The Smartest Guys in the Room
- Author: Bethany McLean, Peter Elkind
- Original title: The Smartest Guys in the Room: The Amazing Rise and Scandalous Fall of Enron
- Language: English
- Subject: Corporate Law, Ethics, fall of Enron
- Genre: Non-Fiction
- Publisher: Portfolio Trade
- Publication date: October 13, 2003
- Publication place: United States
- Media type: Hardcover
- Pages: 464
- ISBN: 978-1-59184-053-4

= The Smartest Guys in the Room (book) =

2003 non-fiction book

The Smartest Guys in the Room: The Amazing Rise and Scandalous Fall of Enron is a book by Bethany McLean and Peter Elkind, first published in 2003 by Portfolio Trade. In 2005, it was adapted into a documentary film, Enron: The Smartest Guys in the Room.

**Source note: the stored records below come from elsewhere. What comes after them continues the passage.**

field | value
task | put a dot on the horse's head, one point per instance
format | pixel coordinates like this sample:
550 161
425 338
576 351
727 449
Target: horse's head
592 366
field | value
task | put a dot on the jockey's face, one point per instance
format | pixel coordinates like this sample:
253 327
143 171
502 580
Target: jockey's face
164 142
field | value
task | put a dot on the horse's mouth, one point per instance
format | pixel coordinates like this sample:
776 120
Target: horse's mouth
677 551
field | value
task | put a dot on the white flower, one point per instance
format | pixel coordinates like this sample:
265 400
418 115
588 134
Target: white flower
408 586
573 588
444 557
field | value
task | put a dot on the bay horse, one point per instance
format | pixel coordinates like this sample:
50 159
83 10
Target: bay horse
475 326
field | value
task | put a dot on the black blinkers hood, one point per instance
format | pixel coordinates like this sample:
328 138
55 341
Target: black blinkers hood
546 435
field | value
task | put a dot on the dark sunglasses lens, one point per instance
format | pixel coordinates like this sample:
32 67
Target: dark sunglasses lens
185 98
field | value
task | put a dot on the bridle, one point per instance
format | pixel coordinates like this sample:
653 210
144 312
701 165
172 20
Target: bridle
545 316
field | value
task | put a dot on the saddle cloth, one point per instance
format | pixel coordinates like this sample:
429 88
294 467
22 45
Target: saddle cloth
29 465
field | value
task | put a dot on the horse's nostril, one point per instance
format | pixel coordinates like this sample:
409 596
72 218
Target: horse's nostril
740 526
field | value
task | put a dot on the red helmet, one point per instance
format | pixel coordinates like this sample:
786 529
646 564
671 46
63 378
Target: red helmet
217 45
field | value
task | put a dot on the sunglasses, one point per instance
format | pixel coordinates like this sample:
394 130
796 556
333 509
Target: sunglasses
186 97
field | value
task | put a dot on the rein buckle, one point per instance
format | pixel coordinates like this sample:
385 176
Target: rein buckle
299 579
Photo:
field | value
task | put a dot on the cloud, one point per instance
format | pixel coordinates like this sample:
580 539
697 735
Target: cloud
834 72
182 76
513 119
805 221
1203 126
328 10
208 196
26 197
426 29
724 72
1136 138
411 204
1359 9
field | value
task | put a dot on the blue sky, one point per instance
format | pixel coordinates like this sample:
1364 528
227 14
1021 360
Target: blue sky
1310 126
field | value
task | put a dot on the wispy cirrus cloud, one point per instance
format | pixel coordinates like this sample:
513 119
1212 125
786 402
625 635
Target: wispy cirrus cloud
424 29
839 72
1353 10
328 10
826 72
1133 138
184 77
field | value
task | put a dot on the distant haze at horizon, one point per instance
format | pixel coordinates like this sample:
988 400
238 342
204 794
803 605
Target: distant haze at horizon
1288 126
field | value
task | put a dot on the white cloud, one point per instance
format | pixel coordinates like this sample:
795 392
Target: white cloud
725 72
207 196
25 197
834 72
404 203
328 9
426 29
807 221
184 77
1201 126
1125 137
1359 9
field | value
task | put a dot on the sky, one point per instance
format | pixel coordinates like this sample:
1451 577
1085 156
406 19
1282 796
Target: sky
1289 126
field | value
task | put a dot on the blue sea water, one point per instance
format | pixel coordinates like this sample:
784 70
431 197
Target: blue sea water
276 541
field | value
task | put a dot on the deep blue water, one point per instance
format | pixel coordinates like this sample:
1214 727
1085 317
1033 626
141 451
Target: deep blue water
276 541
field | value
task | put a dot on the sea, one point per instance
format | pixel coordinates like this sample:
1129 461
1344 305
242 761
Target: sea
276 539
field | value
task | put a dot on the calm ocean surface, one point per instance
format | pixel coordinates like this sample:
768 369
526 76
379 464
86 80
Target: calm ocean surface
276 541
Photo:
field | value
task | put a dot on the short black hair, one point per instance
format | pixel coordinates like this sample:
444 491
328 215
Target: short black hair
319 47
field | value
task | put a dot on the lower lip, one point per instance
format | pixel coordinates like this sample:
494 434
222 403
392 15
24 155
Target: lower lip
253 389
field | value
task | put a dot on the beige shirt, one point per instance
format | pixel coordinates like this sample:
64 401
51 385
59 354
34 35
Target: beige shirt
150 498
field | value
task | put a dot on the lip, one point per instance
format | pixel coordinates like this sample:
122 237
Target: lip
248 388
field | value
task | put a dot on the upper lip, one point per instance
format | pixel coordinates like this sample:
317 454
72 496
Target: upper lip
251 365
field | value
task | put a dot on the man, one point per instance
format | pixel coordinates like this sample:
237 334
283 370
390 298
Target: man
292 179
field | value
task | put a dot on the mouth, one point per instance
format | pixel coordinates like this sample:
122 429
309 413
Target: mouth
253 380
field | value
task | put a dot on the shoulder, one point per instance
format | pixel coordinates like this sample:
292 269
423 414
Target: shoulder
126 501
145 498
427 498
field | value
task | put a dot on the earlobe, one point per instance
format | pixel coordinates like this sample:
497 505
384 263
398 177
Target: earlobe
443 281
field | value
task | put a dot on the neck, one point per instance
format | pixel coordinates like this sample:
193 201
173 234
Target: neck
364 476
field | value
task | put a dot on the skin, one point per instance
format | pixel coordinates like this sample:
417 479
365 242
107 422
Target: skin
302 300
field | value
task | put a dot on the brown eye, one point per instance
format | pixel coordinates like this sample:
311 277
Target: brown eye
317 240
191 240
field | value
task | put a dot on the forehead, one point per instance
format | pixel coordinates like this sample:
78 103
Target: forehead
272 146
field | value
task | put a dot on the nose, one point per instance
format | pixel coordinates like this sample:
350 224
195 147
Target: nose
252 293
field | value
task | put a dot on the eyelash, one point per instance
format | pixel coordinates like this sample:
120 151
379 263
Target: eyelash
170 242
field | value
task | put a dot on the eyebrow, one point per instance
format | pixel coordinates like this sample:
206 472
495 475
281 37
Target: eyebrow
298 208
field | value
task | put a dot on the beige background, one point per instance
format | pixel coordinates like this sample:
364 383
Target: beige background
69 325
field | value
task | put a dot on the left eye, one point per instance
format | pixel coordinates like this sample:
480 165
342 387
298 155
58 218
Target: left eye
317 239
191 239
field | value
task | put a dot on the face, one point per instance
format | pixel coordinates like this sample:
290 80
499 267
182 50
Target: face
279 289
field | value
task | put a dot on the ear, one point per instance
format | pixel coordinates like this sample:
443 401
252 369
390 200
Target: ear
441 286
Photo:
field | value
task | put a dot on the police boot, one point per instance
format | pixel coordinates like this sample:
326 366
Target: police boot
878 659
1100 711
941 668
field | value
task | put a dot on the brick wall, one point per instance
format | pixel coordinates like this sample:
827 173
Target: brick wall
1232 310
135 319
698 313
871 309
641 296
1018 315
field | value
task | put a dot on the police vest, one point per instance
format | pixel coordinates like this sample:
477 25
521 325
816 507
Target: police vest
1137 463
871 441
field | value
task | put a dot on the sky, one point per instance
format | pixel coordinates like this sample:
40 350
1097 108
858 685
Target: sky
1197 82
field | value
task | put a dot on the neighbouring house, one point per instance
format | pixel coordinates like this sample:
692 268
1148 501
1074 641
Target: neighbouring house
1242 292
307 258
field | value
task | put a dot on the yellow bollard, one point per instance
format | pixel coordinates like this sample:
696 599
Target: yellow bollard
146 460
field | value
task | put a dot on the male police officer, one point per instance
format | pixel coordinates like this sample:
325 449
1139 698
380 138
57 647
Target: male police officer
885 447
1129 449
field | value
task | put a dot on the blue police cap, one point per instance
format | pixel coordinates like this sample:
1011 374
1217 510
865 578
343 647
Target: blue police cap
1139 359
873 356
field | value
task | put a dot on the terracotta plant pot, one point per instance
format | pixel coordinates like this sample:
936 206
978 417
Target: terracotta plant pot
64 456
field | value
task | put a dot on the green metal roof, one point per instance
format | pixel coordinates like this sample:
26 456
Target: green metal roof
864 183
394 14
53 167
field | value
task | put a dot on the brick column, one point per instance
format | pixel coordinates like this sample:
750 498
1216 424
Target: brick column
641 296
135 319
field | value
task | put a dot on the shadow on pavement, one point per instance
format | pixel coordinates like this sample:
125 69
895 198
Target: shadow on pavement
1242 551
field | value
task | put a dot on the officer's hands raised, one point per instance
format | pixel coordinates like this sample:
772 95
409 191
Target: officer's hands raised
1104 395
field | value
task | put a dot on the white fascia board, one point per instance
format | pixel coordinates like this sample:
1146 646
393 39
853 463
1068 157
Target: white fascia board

McLean and Elkind worked on the book when they both were Fortune senior writers. McLean had written a March 5, 2001 article for Fortune called, "Is Enron overpriced?"

The book is not only about the Enron scandal, but also describes the authors' effort in following the developing story as it happened. It is based on hundreds of interviews and details from personal calendars, performance reviews, e-mails, and other documents. BusinessWeek called it, "The best book about the Enron debacle to date."

It hit the New York Times bestseller list and was named one of strategy+business magazine's best business books of 2003.